Trump sucht Prestige
Unter Trump wurden diese Bande noch enger geknüpft. Katar ist für die USA nicht nur von strategischer Bedeutung, die beiden Staaten betreiben auch mit Rüstung und Energie grossen Handel. Die Trump Organization plant grosse Immobilienprojekte, darunter einen Golfclub. Die Freundschaft ist so eng geworden, dass die Katarer Trump sogar einen Jumbojet als neue Air Force One geschenkt haben. Wert: 400 Millionen Dollar.
Doha spielt zudem eine zentrale Rolle in Trumps Friedensplan für Gaza. Philipp Adorf, USA-Experte an der Universität Bonn, sagt gegenüber Blick: «Trump versteht die Sicherheitsgarantie als Teil eines politischen Geschäfts.» Er gibt Katar Rückendeckung, dafür soll sich das Emirat für die Friedenspläne einsetzen und Trump zu einem Prestigeerfolg und vielleicht sogar zum Friedensnobelpreis verhelfen.
Weitere Angriffe in Katar?
Doch Israel ist im Kampf gegen die Hamas zu allem entschlossen, wie es mit den jüngsten Vorstössen zeigt. Zahlreiche Gebäude in Gaza werden zerstört. Dabei verwenden die Israelis ferngesteuerte Fahrzeuge, mit denen sie nachts Sprengsätze anbringen, die am Morgen gezündet werden. «Das fordert zahlreiche Opfer», berichtet «Al Jazeera».
Noch steht eine Antwort der Hamas auf Trumps Friedensplan aus. Solange keine Zustimmung erfolgt – und eine Zustimmung ist eher unwahrscheinlich – könnte Israel auf der Jagd nach den Terroristen durchaus wieder in Versuchung geraten, Operationen in Katar durchzuführen.
Eher für Katar
Dann wäre Trump in der Zwickmühle, allerdings eher mit einem Hang zu Katar. Dieser Katar-Drall hängt damit zusammen, dass das Verhältnis zwischen Trump und Netanyahu in den vergangenen Monaten spürbar belastet wurde. «Der israelische Premier hat wiederholt ohne Rücksprache mit dem Weissen Haus gehandelt und so Misstrauen ausgelöst und den Präsidenten als machtlos erscheinen lassen», sagt Adorf. Selbst innerhalb der traditionell uneingeschränkt pro-israelisch eingestellten Republikaner ist Kritik am Vorgehen Israels laut geworden.

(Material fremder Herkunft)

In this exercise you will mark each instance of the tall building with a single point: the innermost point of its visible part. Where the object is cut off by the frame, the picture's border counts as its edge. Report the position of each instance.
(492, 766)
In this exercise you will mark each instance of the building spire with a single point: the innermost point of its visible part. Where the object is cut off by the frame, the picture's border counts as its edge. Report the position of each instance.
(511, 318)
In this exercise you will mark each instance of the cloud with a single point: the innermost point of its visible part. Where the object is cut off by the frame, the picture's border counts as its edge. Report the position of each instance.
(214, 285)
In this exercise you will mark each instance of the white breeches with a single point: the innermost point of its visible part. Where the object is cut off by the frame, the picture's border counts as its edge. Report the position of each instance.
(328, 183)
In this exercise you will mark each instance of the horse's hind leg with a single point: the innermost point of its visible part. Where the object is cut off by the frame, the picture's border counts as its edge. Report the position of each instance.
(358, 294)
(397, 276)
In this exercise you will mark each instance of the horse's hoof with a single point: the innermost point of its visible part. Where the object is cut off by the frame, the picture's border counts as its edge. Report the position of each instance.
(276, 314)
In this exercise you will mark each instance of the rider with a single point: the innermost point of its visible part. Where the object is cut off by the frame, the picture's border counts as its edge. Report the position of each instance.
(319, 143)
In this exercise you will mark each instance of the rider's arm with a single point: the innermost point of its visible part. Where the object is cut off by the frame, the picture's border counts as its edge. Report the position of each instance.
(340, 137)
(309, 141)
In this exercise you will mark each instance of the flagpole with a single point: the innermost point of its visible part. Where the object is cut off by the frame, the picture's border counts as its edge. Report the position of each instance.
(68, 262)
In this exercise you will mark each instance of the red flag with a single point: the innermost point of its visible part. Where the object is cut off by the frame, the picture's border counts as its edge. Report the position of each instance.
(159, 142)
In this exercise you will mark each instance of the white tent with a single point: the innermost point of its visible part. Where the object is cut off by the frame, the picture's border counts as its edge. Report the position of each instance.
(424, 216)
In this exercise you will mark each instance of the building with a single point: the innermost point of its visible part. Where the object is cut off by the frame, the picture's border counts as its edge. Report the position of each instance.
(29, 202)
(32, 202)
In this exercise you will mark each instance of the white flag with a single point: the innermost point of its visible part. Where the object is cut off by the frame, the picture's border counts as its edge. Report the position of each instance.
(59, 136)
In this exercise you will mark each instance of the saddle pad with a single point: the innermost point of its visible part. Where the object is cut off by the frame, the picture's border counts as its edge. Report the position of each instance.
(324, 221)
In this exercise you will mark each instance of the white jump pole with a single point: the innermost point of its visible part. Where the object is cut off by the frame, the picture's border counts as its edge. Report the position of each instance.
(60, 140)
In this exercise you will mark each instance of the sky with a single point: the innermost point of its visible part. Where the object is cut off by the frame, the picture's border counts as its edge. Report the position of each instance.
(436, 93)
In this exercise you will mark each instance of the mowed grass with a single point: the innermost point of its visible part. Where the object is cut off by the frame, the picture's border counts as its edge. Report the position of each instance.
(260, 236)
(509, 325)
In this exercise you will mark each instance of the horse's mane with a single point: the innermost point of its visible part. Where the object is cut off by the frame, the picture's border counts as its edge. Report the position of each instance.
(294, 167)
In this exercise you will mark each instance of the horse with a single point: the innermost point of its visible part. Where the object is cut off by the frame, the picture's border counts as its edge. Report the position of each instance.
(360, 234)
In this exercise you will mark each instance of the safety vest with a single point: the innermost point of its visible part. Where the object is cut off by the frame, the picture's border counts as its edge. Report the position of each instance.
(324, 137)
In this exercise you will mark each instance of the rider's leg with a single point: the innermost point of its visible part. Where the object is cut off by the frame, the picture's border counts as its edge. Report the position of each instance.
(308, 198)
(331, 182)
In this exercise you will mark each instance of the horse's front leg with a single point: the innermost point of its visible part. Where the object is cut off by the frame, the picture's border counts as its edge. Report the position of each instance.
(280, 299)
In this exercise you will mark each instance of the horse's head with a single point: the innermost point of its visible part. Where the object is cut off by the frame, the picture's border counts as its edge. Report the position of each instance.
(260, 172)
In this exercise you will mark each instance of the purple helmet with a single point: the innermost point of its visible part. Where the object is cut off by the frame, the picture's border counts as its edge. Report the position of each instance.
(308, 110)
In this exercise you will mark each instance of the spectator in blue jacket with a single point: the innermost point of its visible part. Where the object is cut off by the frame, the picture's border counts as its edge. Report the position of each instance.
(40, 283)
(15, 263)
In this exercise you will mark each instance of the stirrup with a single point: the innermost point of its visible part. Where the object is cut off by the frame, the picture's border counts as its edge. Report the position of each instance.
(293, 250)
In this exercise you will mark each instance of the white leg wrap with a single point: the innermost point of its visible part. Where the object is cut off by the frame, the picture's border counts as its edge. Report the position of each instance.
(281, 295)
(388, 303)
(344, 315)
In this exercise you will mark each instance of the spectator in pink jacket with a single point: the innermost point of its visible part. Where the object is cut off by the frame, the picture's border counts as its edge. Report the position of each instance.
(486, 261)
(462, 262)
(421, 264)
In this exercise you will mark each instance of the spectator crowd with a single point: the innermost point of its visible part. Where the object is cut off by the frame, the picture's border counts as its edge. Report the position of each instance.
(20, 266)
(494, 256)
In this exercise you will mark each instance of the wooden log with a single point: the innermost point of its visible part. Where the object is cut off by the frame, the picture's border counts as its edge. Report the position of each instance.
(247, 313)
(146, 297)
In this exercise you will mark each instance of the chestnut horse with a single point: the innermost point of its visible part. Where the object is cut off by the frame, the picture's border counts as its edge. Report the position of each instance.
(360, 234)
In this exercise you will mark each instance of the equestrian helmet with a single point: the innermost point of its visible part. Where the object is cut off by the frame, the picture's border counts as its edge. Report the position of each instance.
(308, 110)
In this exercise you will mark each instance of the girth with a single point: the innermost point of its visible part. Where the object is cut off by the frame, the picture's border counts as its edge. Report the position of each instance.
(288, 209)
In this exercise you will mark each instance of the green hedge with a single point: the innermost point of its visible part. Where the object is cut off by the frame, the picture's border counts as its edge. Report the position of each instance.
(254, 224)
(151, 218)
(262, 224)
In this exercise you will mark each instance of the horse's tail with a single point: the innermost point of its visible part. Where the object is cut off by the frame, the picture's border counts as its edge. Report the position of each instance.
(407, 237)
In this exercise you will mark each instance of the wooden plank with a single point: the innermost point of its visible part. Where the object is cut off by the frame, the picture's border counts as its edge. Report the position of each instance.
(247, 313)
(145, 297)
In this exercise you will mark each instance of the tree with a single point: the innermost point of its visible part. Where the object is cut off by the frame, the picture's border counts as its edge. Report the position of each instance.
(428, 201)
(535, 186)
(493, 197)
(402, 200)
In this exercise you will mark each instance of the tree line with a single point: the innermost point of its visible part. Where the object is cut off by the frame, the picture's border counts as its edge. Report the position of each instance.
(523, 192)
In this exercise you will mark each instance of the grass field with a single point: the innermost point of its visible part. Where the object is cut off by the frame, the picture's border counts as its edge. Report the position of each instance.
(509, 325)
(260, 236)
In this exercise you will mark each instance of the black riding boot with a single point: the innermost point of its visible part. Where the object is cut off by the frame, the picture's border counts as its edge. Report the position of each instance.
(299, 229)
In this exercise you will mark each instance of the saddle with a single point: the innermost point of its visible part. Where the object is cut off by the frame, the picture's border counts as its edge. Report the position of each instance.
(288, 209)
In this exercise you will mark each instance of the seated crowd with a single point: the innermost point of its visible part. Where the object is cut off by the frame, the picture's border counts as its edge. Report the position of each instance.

Wie würde Trump also reagieren, wenn US-Freund Israel, US-Freund Katar angreifen würde? Adorf: «Ungeachtet enger Beziehungen zu Israel scheint Trump bereit, für Katar notfalls die Konfrontation mit Jerusalem zu riskieren.» Im Vordergrund stünden laut Adorf Drohungen mit einem Lieferstopp von Waffen oder sicherheitsrelevanter Hilfe.
Zu einem offenen Bruch oder gar Waffengewalt gegenüber Israel würde es aber kaum kommen. Denn dafür stehen sich die USA und Israel definitiv zu nahe.